Il réactiva sa visionneuse d'images et agrandit au maximum de la lisibilité l'endroit des chiffres effacés par la pluie, sans pour autant rien distinguer de nouveau. Il sortit alors d'un tiroir de son bureau secrétaire sa clé USB à double entrée, la brancha sur son téléphone, transféra les deux photos puis descendit au salon.
— Tu as l'air un peu moins morose, remarqua sa grand-mère, le moral revient ?
— J'ai regardé la météo sur internet, la pluie devrait cesser avant quinze heures, je pourrai peut-être faire un tour en vélo. En attendant, Yanco, je peux utiliser ton PC ?
— Vas-y, je n'en ai pas besoin pour le moment.
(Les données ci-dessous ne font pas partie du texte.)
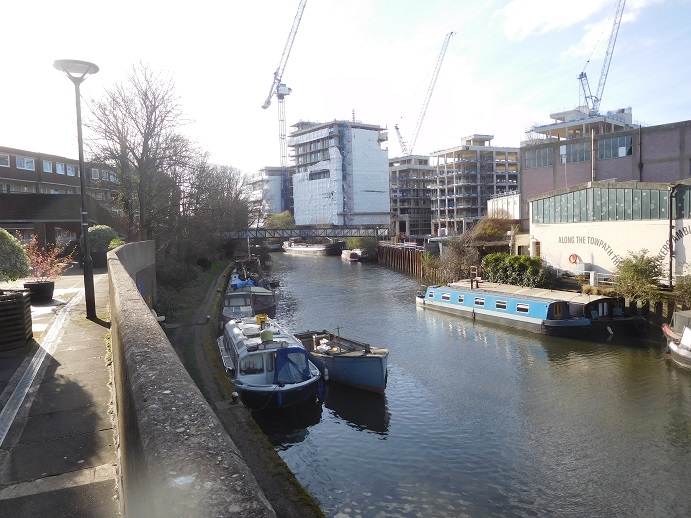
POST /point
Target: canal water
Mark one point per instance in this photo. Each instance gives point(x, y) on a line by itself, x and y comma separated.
point(479, 420)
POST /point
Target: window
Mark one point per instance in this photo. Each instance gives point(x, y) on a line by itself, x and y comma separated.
point(615, 147)
point(319, 175)
point(572, 153)
point(26, 163)
point(522, 308)
point(253, 364)
point(539, 158)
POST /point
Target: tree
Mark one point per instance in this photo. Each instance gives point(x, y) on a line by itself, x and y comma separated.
point(637, 277)
point(136, 134)
point(14, 262)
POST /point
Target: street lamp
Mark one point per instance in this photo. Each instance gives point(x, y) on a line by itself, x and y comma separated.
point(78, 71)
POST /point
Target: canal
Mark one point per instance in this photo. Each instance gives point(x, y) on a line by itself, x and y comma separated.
point(479, 420)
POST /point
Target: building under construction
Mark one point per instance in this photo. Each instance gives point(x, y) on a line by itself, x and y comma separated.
point(341, 174)
point(466, 177)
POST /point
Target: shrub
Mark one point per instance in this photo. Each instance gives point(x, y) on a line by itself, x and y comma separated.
point(115, 243)
point(45, 261)
point(100, 237)
point(14, 263)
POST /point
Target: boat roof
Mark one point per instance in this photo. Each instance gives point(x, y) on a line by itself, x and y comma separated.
point(495, 288)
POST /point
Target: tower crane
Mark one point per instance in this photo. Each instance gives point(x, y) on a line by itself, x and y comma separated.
point(593, 101)
point(423, 111)
point(280, 90)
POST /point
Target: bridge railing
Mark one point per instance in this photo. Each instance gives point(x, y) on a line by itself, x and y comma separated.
point(331, 232)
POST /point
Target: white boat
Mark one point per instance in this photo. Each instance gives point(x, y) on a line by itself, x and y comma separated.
point(678, 337)
point(236, 304)
point(351, 255)
point(347, 361)
point(269, 367)
point(298, 247)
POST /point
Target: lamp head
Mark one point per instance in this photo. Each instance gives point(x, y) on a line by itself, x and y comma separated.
point(76, 70)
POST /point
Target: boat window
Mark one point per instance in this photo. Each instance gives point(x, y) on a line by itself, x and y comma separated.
point(522, 308)
point(253, 364)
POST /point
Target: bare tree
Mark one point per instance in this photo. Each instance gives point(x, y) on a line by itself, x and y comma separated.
point(136, 127)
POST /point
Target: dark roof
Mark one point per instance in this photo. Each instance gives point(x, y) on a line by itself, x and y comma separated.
point(50, 208)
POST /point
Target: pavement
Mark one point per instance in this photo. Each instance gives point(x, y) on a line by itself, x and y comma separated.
point(57, 449)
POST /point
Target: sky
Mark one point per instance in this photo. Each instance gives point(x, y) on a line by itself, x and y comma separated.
point(508, 66)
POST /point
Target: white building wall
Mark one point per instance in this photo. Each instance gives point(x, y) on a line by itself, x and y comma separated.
point(371, 204)
point(599, 246)
point(319, 202)
point(272, 195)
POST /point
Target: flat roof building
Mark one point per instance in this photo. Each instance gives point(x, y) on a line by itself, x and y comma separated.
point(341, 174)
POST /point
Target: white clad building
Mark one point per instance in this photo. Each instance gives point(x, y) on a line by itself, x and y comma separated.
point(341, 174)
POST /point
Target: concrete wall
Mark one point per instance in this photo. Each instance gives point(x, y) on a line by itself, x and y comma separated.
point(175, 457)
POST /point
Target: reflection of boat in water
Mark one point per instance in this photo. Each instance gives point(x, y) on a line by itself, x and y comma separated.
point(288, 427)
point(347, 361)
point(678, 337)
point(269, 367)
point(362, 410)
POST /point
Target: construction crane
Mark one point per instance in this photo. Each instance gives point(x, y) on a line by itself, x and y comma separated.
point(423, 111)
point(280, 90)
point(593, 101)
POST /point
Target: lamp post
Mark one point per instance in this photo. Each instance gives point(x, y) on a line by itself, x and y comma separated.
point(78, 71)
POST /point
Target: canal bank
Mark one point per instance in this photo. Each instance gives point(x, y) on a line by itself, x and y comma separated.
point(478, 420)
point(195, 345)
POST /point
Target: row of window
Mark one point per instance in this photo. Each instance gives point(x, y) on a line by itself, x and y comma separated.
point(29, 164)
point(602, 204)
point(614, 147)
point(521, 307)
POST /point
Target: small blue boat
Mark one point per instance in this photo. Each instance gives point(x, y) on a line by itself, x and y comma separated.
point(537, 314)
point(347, 361)
point(269, 367)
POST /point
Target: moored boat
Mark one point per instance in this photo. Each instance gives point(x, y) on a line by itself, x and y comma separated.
point(678, 336)
point(236, 304)
point(269, 367)
point(297, 246)
point(351, 255)
point(347, 361)
point(538, 314)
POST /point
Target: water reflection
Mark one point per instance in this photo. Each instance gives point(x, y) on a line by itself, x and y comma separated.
point(286, 427)
point(359, 409)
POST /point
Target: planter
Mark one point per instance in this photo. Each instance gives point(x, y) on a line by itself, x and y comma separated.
point(41, 291)
point(15, 319)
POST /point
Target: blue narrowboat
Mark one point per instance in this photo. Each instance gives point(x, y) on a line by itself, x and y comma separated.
point(537, 314)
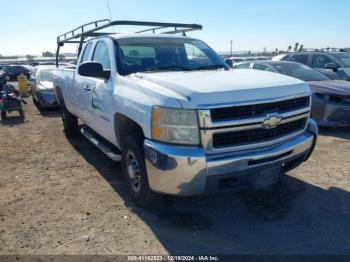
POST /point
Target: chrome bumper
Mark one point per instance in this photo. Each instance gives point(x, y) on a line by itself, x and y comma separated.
point(188, 171)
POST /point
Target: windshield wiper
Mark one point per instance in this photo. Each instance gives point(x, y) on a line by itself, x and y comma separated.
point(210, 67)
point(165, 68)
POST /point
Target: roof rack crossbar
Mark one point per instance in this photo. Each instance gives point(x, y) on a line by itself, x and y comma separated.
point(79, 34)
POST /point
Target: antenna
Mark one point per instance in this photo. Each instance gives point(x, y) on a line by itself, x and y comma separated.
point(110, 16)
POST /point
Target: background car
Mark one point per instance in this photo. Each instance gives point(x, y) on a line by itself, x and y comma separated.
point(42, 87)
point(2, 79)
point(330, 98)
point(335, 65)
point(12, 72)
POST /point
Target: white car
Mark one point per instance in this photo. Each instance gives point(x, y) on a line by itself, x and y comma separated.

Valentin se rendit dans le bureau de son grand-père, introduisit le côté USB de sa clé dans le PC familial et transféra ses deux photos sur le bureau. Il lança ensuite le logiciel de traitement d'images, lui fit charger la seconde photo et l'agrandit, sans pouvoir rien distinguer de nouveau. Il fit alors passer la photo de couleur à noir et blanc et là, à la suite des premiers chiffres bien visibles, il distingua comme des rayures plus claires sur le bois devenu gris. Valentin força graduellement le contraste et apparurent quelques chiffres à la suite des premiers mais avec une marge d'incertitude : un 2 ou un 4, un 3ou un 8, un 1 ou un 7 ? Il fit subir le même traitement à la première photo pour comparer l'image des chiffres et la réalité de son propre numéro. Il finit par en tirer la conclusion que le numéro complet était probablement +44 1273 9292918.
Satisfait de ses conclusions, il envoya la photo retravaillée à sa propre adresse de courriel afin de pouvoir la transférer sur sa tablette.
« Qu'est-ce que je fais, j'appelle ? » Quelques secondes de réflexion le dissuadèrent. « Si elle est partie ce matin avant la pluie et à supposer que Brighton soit bien sa destination, elle ne peut pas être déjà arrivée, mais ça ne fait rien, je sais que maintenant je peux la contacter n'importe quand. »
Rasséréné, il fit le ménage sur le PC et, tout sourire, rejoignit ses grands-parents. Au dehors la pluie s'était arrêtée, un rayon de soleil se faufilait entre les nuages reconstitués.
— Je vais faire un tour en VTT, annonça-t-il tout joyeux.